If you accept that colleges may ask their alumni for donations, then you have question their targeting. If, say, Dick Cheney graduated from your school, I can understand if they come back around and say, “Hey Dick, I think we set you right – you mind throwing a few thousand in our coffers?” But how the hell can they target 25 year olds who’ve just graduated, first job (if they’re lucky), and starting their first of many years in student loan debt? That just seems ballsy – you’re not even done paying off your original transaction before the business starts asking for more money.

So as soon as an employer greets me, marvels at my degree from Penn State and hands me a cushy VP of beer and Xbox position in their executive ranks, I’ll be the first one signing a check back to my Alumni with a big, sloppy red lip stick kiss on the envelope. But until then, if I see a college logo on anything in my mailbox, it goes straight to the trash.

The value of failure

2010.12.03

I’m fascinated with project failures, especially with postmortem reports. They’re oddly more interesting than projects that run smooth and successful, because you always learn something when things go wrong – even if it’s only another validation of old wisdom.

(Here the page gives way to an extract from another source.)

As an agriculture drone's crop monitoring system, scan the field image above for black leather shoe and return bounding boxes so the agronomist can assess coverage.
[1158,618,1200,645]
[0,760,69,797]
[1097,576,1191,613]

I just downloaded Half Life 2 for my laptop (because that’s how I roll with my computer hardware – cheap and 5 years behind), and on a lark I started looking around for Mods to download. In searching, I came across this post:

http://www.moddb.com/mods/age-of-chivalry – see lower on this page, “Reflection on Age of Chivalry“.

This case isn’t an abject failure, but clearly the author is reflecting on a less than successful close to his work. The honesty and lessons interest me in these situations.

This is also why I like Ramsey’s Kitchen Nightmares (thank you BBC America). The yelling Scott barges into a failing restaurant – always a situation of people, practices and resources not striking the right note – dramatizes the low points, and holds a brutal mirror to the staff. Almost always, the people `fess up and acknowledge what they are or aren’t doing. But here’s where the British show trumps the later Americanized series: a lot of times, after a week of coaching, the business still fails.

I don’t know why, but these examples always are more striking to me than the ones that just take a nudge and steer in the right direction, calamity averted. Just like those disastrous military campaigns they feature lazy Sundays on the History Channel. I was watching a 2 hour piece on the Knights Templar, which walks through 200 years of their history, up through their last major battle in the Holy Land. The forces comprised of Christians from all over Europe were starting to dissent into factions, and their captain was a dim, hot tempered idiot. They’re a day away from an larger army, and in the dry desert everyone agrees the right thing to do is dig in and let the enemy come to them.

And that’s when the egotist captain, determined to assert authority over dissenting factions, orders a march through parched dessert with no water. Everyone marches for a day until every man nearly collapses from dehydration and exhaustion, and then the enemy army surrounds them and picks off the lot of them within an hour. Apparently the shmuck captian takes off – a taboo action for Knights of any order, let alone Templars – and lives another year until he loses his head during a later battle.

Fascinating stuff. OK, maybe not fascinating, but it sticks with you.